Vor vier Tagen herum drehte das Tagesvolumen von $RENDER noch immer um die 20 Mio. US-Dollar, während der Kurs zwei Wochen lang an $1.25–$1.28 entlangschrammte. Ab dem 20. August setzte plötzlich eine Volumenspitze ein: auf 70 Mio. US-Dollar, und der Kurs tastete sich der Bewegung folgend bis an $1.63 heran. Danach kam die gestrige Kerze von -8.23% (eine zentnerdicke bärische Kerze), die einen Großteil des vorherigen Ausbruchs wieder aufgefressen hat. Das Chartbild steht an einer typischen Stelle: dem ersten Rücksetzer nach einem volumenstarken Ausbruch.
+15.26% in einer Woche sind zwar nicht nur heiße Luft, aber -1.91% in 30 Tagen erinnern dich daran: Das ist erst die erste, anständige Gegenwehr nach einem Jahr Abwärtsphase – von einer Trendwende ist das weit entfernt. Der Volumen-Run zeigt zwar, dass Kapital reinkommt, aber entscheidend ist für mich: In dem Anstieg und dem anschließenden Zurückfallen wurde der Kurs nicht wieder in den Ursprung zurückgeprügelt. Bei rund $1.40 gibt es also noch Käufer, die „aufnehmen“. Deshalb sehe ich $1.38–$1.40 als den Anker dieser Bewegung: Solange der Rücksetzer nicht darunterdurchbricht, bleibt der Ausbruch gültig; bricht $1.35, dann wird diese ganze Aussage zurückgenommen.
Das wirklich übersehene Risiko liegt oben drauf: Zum ATH fehlen noch -89.33%, was bedeutet, dass über diesem Niveau an jedem Preispunkt festsitzende „Taschenhalter“ darauf warten. Je heftiger der Rebound ausfällt, desto größer wird der Verkaufsdruck beim Versuch, sich aus den Positionen zu befreien. Mit dem aktuellen Tagesvolumen von $69.43M reicht es bei Weitem nicht, um all diese Stücke zu verdauen.

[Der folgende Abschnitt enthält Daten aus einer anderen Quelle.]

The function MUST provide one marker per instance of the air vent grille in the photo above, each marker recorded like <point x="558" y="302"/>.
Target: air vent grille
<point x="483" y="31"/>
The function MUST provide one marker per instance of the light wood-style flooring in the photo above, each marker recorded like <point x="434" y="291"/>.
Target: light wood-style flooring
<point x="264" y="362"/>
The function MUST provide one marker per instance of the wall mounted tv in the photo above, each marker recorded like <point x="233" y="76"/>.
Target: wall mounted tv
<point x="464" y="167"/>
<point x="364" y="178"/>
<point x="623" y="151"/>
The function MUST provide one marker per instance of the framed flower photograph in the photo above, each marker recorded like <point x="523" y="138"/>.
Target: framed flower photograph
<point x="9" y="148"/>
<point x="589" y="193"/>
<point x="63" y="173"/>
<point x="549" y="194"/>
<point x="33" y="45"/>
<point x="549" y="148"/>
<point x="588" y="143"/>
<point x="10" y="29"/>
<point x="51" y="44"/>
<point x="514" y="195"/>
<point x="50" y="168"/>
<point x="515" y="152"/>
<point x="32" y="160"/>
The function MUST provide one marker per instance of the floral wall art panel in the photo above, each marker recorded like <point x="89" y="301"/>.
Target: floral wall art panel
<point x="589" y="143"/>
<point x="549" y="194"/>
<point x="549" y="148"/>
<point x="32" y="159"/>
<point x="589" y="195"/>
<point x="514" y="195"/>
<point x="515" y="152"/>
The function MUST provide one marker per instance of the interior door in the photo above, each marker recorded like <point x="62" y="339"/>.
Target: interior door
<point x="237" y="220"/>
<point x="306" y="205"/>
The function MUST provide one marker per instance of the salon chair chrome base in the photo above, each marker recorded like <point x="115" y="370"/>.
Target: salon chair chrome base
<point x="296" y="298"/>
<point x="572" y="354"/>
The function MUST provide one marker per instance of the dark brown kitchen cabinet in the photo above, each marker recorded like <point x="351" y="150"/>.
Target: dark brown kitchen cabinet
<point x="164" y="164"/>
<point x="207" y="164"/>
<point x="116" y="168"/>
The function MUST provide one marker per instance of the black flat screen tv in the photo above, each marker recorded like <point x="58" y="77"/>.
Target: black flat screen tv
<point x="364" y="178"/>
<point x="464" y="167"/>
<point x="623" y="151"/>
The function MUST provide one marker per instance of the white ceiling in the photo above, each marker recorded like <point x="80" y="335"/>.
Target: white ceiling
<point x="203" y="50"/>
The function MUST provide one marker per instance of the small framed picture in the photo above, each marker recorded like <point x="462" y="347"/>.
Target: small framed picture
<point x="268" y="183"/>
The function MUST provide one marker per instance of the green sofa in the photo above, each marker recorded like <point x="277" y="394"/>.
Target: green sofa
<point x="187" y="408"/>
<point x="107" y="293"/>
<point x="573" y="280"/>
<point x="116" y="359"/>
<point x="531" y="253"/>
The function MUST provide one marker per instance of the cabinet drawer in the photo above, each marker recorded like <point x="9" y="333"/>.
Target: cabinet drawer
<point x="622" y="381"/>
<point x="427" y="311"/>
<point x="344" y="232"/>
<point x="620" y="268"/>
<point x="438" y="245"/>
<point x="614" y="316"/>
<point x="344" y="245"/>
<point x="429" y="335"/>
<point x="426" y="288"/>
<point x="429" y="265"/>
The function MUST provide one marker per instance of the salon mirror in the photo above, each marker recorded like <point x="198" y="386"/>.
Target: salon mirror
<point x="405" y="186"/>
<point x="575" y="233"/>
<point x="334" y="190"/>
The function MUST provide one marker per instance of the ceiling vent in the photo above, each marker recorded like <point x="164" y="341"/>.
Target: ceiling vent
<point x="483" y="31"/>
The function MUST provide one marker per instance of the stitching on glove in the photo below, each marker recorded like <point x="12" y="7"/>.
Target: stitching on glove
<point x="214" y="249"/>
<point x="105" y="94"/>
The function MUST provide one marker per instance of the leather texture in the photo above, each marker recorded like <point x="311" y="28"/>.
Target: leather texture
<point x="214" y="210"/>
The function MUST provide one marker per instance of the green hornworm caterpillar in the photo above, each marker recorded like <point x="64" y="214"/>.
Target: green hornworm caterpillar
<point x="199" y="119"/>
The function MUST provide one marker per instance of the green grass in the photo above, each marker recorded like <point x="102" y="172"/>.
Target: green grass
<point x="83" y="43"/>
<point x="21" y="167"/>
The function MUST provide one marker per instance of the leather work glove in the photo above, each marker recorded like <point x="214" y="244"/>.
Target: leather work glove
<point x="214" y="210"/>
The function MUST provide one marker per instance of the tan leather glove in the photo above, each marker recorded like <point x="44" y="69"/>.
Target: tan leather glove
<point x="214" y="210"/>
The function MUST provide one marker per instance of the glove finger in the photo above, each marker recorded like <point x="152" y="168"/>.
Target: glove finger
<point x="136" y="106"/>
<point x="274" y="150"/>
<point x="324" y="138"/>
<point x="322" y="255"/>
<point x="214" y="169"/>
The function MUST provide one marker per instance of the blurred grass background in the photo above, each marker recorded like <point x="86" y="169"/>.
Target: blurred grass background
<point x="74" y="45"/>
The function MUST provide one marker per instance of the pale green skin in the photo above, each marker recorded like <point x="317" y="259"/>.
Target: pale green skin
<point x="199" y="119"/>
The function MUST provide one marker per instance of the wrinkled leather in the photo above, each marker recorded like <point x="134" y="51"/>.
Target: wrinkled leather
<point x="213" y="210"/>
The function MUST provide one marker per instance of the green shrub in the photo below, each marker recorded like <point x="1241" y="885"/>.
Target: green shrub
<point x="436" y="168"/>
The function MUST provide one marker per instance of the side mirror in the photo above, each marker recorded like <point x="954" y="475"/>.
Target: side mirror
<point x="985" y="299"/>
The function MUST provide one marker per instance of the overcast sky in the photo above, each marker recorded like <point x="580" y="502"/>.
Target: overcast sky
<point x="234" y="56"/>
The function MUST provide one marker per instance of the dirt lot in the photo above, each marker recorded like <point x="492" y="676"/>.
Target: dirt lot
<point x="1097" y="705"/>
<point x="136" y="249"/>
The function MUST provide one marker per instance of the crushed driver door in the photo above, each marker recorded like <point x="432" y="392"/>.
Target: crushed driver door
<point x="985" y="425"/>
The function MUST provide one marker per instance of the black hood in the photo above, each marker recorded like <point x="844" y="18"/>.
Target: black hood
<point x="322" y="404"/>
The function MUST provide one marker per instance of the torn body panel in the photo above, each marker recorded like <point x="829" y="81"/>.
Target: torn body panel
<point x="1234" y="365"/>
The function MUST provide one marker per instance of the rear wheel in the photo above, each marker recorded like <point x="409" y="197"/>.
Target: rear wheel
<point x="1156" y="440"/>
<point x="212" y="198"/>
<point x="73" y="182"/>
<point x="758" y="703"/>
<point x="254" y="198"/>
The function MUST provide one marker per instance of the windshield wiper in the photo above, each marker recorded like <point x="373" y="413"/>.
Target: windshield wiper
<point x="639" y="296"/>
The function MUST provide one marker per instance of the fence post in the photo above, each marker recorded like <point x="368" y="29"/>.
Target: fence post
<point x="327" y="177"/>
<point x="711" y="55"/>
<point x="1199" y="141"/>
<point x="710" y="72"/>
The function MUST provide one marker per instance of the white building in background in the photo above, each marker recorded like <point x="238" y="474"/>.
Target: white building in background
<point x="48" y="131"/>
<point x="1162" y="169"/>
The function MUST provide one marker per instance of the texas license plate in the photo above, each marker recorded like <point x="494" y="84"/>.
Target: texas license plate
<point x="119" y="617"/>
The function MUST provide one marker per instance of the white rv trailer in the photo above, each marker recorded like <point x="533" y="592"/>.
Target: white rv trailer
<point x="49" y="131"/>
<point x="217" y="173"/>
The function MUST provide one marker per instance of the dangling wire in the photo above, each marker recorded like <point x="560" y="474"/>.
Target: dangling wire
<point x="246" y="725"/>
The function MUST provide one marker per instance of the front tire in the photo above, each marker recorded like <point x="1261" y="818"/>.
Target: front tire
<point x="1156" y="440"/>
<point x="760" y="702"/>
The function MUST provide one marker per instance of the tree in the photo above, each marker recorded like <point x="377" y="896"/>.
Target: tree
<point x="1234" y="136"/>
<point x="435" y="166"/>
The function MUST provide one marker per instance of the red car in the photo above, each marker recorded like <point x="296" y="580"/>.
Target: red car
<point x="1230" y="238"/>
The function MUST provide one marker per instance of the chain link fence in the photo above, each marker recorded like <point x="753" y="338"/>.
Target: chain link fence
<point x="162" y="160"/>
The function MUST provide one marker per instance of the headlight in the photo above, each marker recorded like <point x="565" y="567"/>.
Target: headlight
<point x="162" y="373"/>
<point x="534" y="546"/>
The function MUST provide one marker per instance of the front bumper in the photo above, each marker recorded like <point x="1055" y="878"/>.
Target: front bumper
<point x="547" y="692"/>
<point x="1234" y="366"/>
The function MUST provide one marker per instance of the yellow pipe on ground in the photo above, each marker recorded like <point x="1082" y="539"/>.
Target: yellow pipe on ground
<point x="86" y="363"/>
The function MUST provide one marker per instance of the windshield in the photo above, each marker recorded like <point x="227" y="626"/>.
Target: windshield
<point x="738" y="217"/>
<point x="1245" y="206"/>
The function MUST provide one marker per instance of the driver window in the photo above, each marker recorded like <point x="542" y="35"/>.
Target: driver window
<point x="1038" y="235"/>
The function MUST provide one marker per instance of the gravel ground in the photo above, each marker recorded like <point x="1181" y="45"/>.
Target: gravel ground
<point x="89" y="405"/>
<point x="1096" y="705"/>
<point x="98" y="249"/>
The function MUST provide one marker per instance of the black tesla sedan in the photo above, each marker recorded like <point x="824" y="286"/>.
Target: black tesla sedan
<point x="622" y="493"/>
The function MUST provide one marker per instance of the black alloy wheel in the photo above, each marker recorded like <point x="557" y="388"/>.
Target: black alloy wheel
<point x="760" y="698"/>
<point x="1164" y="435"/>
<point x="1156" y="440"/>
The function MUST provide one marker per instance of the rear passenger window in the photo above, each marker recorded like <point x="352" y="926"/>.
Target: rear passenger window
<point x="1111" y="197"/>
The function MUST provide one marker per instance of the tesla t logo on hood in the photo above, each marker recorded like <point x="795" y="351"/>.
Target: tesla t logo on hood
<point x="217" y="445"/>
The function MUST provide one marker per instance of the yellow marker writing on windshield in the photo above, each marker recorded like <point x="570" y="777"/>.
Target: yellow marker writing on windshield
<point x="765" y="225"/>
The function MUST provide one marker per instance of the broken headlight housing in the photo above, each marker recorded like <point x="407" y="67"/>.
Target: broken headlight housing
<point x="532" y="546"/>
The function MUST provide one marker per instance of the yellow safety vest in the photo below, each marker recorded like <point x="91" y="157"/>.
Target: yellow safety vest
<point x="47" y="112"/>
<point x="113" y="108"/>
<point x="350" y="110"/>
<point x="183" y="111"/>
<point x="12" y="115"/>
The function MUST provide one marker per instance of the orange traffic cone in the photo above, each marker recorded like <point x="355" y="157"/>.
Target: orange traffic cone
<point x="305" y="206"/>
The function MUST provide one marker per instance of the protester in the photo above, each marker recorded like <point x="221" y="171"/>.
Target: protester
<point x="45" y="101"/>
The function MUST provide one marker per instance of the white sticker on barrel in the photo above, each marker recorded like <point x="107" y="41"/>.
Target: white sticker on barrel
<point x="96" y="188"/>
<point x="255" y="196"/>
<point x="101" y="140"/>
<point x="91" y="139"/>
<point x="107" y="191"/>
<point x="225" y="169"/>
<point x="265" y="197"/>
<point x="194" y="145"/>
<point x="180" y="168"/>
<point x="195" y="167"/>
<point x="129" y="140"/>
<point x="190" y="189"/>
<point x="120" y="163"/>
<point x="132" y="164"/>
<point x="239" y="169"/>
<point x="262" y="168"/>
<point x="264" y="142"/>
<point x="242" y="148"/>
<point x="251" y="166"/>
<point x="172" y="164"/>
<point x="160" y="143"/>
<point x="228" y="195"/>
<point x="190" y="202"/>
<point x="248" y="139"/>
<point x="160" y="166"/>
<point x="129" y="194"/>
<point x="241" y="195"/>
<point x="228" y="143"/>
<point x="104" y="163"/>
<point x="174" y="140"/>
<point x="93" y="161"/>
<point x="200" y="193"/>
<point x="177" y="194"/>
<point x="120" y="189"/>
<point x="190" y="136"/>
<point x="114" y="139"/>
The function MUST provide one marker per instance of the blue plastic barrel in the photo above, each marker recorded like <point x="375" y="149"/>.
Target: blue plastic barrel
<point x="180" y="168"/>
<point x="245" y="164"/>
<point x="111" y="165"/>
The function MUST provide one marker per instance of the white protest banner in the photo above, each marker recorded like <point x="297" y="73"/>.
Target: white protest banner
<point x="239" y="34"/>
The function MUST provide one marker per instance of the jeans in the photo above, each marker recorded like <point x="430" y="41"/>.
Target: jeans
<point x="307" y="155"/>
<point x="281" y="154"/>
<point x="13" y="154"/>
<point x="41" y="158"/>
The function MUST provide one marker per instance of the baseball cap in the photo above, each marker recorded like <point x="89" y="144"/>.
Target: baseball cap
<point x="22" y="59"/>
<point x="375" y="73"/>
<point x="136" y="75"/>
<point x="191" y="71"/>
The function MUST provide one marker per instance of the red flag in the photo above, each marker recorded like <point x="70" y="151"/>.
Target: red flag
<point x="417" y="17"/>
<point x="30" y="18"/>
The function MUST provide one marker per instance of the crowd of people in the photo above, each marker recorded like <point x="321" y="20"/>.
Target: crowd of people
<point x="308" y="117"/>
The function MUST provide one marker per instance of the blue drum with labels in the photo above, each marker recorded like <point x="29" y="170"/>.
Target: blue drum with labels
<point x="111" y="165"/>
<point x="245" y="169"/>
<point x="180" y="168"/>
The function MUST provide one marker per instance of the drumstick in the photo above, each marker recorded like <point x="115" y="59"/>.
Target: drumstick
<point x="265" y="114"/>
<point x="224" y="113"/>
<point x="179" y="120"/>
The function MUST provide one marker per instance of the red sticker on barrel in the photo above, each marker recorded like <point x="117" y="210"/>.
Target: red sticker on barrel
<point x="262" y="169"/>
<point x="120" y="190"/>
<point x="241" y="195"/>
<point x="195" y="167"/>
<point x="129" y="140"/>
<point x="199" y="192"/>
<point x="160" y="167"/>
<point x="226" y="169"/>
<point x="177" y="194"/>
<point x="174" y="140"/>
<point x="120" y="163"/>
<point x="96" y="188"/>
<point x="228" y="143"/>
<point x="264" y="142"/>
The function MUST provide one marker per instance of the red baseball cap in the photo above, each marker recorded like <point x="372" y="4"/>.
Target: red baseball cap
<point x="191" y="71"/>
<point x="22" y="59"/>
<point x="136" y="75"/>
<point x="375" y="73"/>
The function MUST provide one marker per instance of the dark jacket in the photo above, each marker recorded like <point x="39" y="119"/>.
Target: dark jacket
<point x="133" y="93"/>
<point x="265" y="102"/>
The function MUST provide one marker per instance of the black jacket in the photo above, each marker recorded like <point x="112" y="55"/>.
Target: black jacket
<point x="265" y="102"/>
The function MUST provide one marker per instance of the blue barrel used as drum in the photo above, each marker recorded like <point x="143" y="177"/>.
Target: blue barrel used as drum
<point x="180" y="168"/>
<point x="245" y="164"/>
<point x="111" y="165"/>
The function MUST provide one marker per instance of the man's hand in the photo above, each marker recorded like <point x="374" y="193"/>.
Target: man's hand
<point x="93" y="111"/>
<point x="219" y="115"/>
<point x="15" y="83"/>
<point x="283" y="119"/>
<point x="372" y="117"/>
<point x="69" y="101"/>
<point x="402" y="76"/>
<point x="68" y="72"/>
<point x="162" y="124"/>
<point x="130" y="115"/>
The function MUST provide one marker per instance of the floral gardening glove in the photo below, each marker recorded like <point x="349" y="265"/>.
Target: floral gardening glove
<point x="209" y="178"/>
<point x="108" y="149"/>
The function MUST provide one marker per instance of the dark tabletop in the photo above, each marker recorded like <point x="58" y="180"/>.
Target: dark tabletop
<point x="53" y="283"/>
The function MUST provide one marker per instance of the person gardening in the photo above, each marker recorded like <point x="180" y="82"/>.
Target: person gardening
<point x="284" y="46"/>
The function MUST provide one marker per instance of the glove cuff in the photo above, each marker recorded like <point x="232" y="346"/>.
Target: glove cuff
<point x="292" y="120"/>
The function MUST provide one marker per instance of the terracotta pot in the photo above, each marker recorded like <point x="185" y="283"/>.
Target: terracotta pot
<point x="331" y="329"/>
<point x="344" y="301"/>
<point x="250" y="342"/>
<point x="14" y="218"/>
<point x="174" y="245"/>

Derzeit liegt der größte Knackpunkt in der Frage: $1.40 ist zwar tatsächlich der Startpunkt dieser Bewegung, aber niemand weiß, ob die in der Tiefe wartenden Bestände das Hochziehen als neues Kapitel sehen – oder ob es die einzige Gelegenheit ist, sich entspannt wieder aus dem Trade zu verabschieden.
+15.26% in einer Woche sind zwar nicht nur heiße Luft, aber -1.91% in 30 Tagen erinnern dich daran: Das ist erst die erste, anständige Gegenwehr nach einem Jahr Abwärtsphase – von einer Trendwende ist das weit entfernt. Der Volumen-Run zeigt zwar, dass Kapital reinkommt, aber entscheidend ist für mich: In dem Anstieg und dem anschließenden Zurückfallen wurde der Kurs nicht wieder in den Ursprung zurückgeprügelt. Bei rund $1.40 gibt es also noch Käufer, die „aufnehmen“. Deshalb sehe ich $1.38–$1.40 als den Anker dieser Bewegung: Solange der Rücksetzer nicht darunterdurchbricht, bleibt der Ausbruch gültig; bricht $1.35, dann wird diese ganze Aussage zurückgenommen.
Das wirklich übersehene Risiko liegt oben drauf: Zum ATH fehlen noch -89.33%, was bedeutet, dass über diesem Niveau an jedem Preispunkt festsitzende „Taschenhalter“ darauf warten. Je heftiger der Rebound ausfällt, desto größer wird der Verkaufsdruck beim Versuch, sich aus den Positionen zu befreien. Mit dem aktuellen Tagesvolumen von $69.43M reicht es bei Weitem nicht, um all diese Stücke zu verdauen.
Derzeit liegt der größte Knackpunkt in der Frage: $1.40 ist zwar tatsächlich der Startpunkt dieser Bewegung, aber niemand weiß, ob die in der Tiefe wartenden Bestände das Hochziehen als neues Kapitel sehen – oder ob es die einzige Gelegenheit ist, sich entspannt wieder aus dem Trade zu verabschieden.